Remove data that failed QC test, 4=failed
eos<-eos[- grep("4", eos$sea_water_practical_salinity_qc_agg),]
eos%>%
ggplot(aes(x=date, y=sea_water_practical_salinity, color=sea_water_practical_salinity))+
geom_point(alpha=0.5)+ ylim(0,35)+
labs(title="Salinity data from EOS resesarch pier: data flagged fail removed",
subtitle="01/01/2017 - 12/31/2019",
caption= "data courtesy of CeNCOOS")
Still didn’t get rid of the event we weren’t sure about at the end of 2018.
Remove suspect, 3=suspect
eos<-eos[- grep("3", eos$sea_water_practical_salinity_qc_agg),]
eos%>%
ggplot(aes(x=date, y=sea_water_practical_salinity, color=sea_water_practical_salinity))+
geom_point(alpha=0.5)+ ylim(0,35)+
labs(title="Salinity data from EOS resesarch pier: data flagged fail and suspect removed",
subtitle="01/01/2017 - 12/31/2019",
caption= "data courtesy of CeNCOOS")
Gets rid of some of the event which makes me think I should just remove it all. Also gets rid of data I’m not sure should be.
pH
eos<-read.csv("C:/Users/chels/Box Sync/Thesis/Data/Working data/Bouy data/eos_new.csv", header = TRUE, sep=",", fileEncoding="UTF-8-BOM", stringsAsFactors = FALSE)

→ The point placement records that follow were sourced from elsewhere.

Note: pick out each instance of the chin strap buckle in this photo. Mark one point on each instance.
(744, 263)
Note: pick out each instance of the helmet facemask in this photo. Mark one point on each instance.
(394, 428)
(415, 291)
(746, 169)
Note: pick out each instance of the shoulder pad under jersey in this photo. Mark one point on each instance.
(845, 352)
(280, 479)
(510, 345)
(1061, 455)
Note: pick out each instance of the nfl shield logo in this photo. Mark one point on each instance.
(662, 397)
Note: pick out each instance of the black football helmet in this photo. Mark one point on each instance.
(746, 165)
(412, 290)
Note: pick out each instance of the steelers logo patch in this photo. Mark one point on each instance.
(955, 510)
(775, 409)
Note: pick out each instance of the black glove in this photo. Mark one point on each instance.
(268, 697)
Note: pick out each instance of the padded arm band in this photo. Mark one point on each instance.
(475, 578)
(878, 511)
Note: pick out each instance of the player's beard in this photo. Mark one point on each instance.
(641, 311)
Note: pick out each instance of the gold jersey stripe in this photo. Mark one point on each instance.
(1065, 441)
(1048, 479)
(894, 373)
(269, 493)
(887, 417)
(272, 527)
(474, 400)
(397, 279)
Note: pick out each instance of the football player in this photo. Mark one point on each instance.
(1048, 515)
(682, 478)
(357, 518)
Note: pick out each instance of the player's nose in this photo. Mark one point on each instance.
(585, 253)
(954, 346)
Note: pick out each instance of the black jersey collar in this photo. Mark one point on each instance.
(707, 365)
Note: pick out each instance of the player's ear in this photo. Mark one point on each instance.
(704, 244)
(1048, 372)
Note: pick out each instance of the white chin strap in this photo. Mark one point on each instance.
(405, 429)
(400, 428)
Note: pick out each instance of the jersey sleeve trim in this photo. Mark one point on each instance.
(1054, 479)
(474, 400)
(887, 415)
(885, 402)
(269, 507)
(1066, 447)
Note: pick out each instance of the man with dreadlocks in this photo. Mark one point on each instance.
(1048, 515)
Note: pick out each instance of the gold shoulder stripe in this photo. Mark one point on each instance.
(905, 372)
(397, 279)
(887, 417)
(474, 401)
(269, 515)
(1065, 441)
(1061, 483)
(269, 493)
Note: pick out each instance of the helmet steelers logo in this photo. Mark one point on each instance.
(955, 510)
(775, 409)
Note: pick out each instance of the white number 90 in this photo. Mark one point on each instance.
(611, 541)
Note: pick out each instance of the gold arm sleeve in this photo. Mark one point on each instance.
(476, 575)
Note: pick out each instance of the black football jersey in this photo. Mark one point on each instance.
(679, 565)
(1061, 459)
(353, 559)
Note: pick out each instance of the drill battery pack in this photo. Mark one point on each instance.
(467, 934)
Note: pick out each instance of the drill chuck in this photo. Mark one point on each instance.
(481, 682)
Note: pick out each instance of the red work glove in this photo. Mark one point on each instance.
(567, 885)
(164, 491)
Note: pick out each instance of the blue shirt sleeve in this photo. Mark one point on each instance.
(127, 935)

names(eos)[2] <- "datetime"
eos$date<-as.Date(eos$date, format = c("%Y-%m-%d"))
eos%>%
ggplot(aes(x=date, y=sea_water_ph_reported_on_total_scale, color=sea_water_ph_reported_on_total_scale))+
geom_point(alpha=0.5)+
labs(title="pH data from EOS resesarch pier: All data",
subtitle="01/01/2017 - 12/31/2019",
caption= "data courtesy of CeNCOOS")
Remove data that failed QC test, 4=failed
eos<-eos[- grep("4", eos$sea_water_ph_reported_on_total_scale_qc_agg),]
eos%>%
ggplot(aes(x=date, y=sea_water_ph_reported_on_total_scale, color=sea_water_ph_reported_on_total_scale))+
geom_point(alpha=0.5)+
labs(title="pH data from EOS resesarch pier: data flagged fail removed",
subtitle="01/01/2017 - 12/31/2019",
caption= "data courtesy of CeNCOOS")
Remove suspect data, 3=suspect
eos<-eos[- grep("3", eos$sea_water_ph_reported_on_total_scale_qc_agg),]
eos%>%
ggplot(aes(x=date, y=sea_water_ph_reported_on_total_scale, color=sea_water_ph_reported_on_total_scale))+
geom_point(alpha=0.5)+
labs(title="pH data from EOS resesarch pier: data flagged fail and suspect removed",
subtitle="01/01/2017 - 12/31/2019",
caption= "data courtesy of CeNCOOS")
Again, removes some of the event we were concerned about but not all.
Dissolved oxygen
eos<-read.csv("C:/Users/chels/Box Sync/Thesis/Data/Working data/Bouy data/eos_new.csv", header = TRUE, sep=",", fileEncoding="UTF-8-BOM", stringsAsFactors = FALSE)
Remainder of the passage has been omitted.